The whole episode just reinforced what a strange world we inhabit when the soap opera behind the local baseball team’s collapse is the biggest story of the day. Maybe we are more sports crazy here in Boston than other cities. But I am not so sure about that.
I love sports. I love watching sports with my son and talking sports with my friends, specially my college roommate who lives in LA (asshole). And yet I wonder if the obsession with sports—and sports talk—is really some kind of anesthetic numbing us when as fathers, husbands, and men we are confronted with new and profound challenges.
In the good old days, when sports talk was limited to a single radio station in New York City, WFAN, I got in the habit of having the soothing sound of men talking sports on the radio as I fell asleep each night. In my early 20s it provided a feeling of comfort and safety in a world that scared the shit out of me. As I progressed professionally, got married, had kids, got divorced and lived on my own for 6 years as a single dad I kept up that habit shifting over to the Boston station once it started up.
It wasn’t until I got remarried almost a decade ago now that I stopped listening to sports radio at night and started holding my wife instead.
I am still thinking about a woman who stood up in the crowd at the panel discussion Saturday and quoted Hemmingway:
“All men fear death. It’s a natural fear that consumes us all. We fear death because we feel that we haven’t loved well enough or loved at all, which ultimately are one and the same. However, when you make love with a truly great woman, one that deserves the utmost respect in this world and one that makes you feel truly powerful, that fear of death completely disappears. Because when you are sharing your body and heart with a great woman the world fades away. You two are the only ones in the entire universe. You conquer what most lesser men have never conquered before, you have conquered a great woman’s heart, the most vulnerable thing she can offer to another. Death no longer lingers in the mind. Fear no longer clouds your heart. Only passion for living, and for loving, become your sole reality. This is no easy task for it takes insurmountable courage. But remember this, for that moment when you are making love with a woman of true greatness you will feel immortal.”

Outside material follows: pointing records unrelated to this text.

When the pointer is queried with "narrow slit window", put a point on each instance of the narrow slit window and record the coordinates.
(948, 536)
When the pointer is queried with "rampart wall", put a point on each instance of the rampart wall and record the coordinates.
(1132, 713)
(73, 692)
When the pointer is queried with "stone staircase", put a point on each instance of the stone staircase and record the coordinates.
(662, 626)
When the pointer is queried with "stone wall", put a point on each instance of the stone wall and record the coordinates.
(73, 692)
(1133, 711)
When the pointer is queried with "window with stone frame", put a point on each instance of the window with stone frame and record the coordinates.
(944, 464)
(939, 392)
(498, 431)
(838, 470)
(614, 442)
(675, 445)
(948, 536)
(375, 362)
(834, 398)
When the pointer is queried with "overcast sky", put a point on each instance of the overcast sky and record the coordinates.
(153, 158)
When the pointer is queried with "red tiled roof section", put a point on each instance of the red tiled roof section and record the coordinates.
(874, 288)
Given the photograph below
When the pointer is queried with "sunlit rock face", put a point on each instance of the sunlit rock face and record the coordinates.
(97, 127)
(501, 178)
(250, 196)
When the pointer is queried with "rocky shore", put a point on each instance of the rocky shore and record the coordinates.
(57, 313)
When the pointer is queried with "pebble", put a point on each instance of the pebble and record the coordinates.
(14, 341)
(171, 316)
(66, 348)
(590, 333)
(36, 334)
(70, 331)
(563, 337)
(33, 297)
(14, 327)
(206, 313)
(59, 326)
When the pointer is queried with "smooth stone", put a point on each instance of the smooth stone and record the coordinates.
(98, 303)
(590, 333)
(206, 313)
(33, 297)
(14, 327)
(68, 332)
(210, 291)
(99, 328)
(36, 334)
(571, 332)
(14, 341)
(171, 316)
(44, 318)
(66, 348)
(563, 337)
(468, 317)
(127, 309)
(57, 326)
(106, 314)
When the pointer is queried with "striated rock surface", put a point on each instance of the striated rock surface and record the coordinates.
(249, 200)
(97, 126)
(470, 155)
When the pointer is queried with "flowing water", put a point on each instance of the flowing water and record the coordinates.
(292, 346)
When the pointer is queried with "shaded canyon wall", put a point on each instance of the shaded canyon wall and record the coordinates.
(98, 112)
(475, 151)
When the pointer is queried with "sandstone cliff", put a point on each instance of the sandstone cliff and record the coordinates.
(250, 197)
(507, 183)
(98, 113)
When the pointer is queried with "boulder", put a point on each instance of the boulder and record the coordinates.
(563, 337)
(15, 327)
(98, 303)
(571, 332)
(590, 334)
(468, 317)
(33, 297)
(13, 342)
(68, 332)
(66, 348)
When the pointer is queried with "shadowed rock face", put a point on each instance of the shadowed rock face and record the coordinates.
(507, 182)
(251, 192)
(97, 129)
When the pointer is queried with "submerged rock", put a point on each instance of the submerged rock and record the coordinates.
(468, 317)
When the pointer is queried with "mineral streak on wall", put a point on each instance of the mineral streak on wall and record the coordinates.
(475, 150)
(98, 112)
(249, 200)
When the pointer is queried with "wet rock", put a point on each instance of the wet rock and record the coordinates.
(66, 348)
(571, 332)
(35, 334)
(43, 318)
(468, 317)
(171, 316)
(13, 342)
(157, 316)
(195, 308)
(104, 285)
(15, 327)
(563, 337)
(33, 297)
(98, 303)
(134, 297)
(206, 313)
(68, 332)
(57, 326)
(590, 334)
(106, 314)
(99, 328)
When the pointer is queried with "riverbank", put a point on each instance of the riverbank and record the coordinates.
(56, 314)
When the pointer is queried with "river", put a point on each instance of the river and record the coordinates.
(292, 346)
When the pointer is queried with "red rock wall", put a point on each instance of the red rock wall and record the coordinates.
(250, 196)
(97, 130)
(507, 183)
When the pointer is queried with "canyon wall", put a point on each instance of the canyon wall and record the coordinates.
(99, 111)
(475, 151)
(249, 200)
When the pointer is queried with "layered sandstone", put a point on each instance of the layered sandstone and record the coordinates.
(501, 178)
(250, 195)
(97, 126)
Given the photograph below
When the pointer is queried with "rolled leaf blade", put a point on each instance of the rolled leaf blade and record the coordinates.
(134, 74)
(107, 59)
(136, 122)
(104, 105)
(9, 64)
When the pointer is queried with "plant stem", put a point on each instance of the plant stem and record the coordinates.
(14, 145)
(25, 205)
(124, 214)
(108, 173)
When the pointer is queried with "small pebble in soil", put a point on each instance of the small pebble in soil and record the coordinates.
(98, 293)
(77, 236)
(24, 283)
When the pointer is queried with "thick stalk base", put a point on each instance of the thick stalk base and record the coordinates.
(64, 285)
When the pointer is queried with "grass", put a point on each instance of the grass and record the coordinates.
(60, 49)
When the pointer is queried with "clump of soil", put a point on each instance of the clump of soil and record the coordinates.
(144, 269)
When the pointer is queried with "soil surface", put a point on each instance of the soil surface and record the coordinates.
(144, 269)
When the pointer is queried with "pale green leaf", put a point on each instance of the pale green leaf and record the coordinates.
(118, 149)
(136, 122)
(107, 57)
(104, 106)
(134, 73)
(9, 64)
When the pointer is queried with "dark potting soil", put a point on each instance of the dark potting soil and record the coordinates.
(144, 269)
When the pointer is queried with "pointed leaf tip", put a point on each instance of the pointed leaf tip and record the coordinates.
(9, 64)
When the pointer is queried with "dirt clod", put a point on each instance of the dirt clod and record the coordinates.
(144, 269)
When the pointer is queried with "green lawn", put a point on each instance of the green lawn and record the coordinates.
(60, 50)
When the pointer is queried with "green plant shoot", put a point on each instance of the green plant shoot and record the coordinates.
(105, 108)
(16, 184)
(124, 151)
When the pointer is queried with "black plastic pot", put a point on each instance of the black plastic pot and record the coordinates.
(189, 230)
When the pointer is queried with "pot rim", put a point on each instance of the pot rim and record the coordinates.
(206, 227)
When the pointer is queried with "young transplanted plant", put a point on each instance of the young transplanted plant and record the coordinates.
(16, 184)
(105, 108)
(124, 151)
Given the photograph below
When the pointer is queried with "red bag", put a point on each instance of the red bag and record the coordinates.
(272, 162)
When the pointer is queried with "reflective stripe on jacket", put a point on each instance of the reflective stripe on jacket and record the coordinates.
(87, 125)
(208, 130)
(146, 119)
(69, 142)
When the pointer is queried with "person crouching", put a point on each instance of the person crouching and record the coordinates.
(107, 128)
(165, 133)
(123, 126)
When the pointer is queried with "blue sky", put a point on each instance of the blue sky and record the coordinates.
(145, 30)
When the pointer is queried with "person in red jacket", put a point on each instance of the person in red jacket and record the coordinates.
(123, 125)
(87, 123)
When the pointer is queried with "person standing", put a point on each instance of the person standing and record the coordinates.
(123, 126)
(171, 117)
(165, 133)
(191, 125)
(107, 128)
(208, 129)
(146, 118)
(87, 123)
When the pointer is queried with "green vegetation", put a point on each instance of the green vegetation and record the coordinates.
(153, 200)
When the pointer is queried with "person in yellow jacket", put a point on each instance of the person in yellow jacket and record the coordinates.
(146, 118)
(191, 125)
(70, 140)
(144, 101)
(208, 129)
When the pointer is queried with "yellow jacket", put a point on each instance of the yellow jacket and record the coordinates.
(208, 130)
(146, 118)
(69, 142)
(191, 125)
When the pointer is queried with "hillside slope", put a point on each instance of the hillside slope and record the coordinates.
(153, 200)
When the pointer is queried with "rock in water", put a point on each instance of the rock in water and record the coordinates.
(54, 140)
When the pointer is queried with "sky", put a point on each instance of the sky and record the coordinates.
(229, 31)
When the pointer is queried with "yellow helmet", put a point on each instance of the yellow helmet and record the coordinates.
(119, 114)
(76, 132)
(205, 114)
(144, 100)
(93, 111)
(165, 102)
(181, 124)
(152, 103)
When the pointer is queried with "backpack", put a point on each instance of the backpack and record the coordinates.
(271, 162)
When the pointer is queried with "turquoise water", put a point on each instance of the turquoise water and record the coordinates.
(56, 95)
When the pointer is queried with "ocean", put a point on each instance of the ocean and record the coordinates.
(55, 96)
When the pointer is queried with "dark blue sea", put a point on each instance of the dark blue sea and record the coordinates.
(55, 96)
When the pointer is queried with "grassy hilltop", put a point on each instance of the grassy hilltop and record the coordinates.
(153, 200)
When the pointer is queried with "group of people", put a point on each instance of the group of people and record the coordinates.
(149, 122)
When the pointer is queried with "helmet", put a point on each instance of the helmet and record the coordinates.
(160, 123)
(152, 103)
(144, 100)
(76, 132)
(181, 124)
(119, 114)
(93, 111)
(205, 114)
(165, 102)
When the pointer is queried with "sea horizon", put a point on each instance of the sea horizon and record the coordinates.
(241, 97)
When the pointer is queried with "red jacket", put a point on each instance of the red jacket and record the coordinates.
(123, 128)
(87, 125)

Her question was whether we as men fear death. I was quick to respond that I certainly would like to believe that I don’t fear death. I fear pain, and like to think that since I have been close to death more than once through my own stupidity I am okay with passing when the time comes though I am sure that is bullshit.

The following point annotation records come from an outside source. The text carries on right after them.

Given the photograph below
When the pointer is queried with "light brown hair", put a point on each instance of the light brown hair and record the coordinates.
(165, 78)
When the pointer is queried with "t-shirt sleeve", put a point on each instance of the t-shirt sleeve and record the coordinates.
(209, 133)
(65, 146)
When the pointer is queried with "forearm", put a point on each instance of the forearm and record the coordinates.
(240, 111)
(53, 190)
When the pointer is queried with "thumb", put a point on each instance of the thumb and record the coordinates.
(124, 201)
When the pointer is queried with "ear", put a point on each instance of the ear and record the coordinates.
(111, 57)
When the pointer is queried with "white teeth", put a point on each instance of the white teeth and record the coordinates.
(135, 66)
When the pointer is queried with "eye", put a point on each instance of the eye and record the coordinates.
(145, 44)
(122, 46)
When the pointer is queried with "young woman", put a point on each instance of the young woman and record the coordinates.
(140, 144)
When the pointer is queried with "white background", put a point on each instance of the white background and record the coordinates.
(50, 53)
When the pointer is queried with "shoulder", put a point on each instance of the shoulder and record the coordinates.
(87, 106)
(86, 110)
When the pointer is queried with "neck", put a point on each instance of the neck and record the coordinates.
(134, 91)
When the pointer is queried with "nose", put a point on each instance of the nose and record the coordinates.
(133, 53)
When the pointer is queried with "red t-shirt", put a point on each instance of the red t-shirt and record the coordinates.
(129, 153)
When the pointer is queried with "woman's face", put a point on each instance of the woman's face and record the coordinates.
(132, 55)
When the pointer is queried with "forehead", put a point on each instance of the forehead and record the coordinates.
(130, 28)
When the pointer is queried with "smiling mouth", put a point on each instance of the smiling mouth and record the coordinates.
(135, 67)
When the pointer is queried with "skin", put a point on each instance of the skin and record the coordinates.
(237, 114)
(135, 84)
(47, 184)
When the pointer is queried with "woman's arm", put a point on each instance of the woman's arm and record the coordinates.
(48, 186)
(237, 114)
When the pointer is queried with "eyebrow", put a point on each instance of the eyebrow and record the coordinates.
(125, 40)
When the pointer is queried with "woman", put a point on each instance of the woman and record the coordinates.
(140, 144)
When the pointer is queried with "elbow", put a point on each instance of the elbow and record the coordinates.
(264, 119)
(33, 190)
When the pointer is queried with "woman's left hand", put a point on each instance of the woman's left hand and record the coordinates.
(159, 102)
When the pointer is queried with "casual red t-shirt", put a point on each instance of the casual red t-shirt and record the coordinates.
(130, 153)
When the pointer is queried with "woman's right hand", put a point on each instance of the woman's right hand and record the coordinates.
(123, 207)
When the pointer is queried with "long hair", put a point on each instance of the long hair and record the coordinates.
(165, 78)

But as men, and as a man, the fundamental issue is to love more. Not just my wife but my kids and other men.
Sports may be a form of male love, but sometimes the search for meaning actually requires getting off the couch and going to speak on a panel or holding my wife or reading my first graders a good night story. As much as watching a great football game with my 15 year-old boy still provides me a form of solace, I have to make time to talk to him about the world apart from sports: War and sex; politics and love; right and wrong.
It’s not the “end of men” by any means. To my way of thinking it’s the birth of a new kind of man. One less confined to past stereotypes and roles. Men who want intimacy in love, who are involved fathers, men who aren’t defined exclusively by their work. Men who are strong and tough; but men who not afraid to show a softer side as well. Men like the evangelists of the Good Men Project–all colors, sexual orientations, class, geography, and age—willing to talk openly about what it means to be good in 2011.
Sports are certainly part of manhood, new and old. But there is more to being a good man than College Game Day on ESPN, as much as that is the comfort zone that I like to retreat to on a regular basis.
Which reminds me. Got to go cook the chili for this afternoon’s Pats/Cowboys game.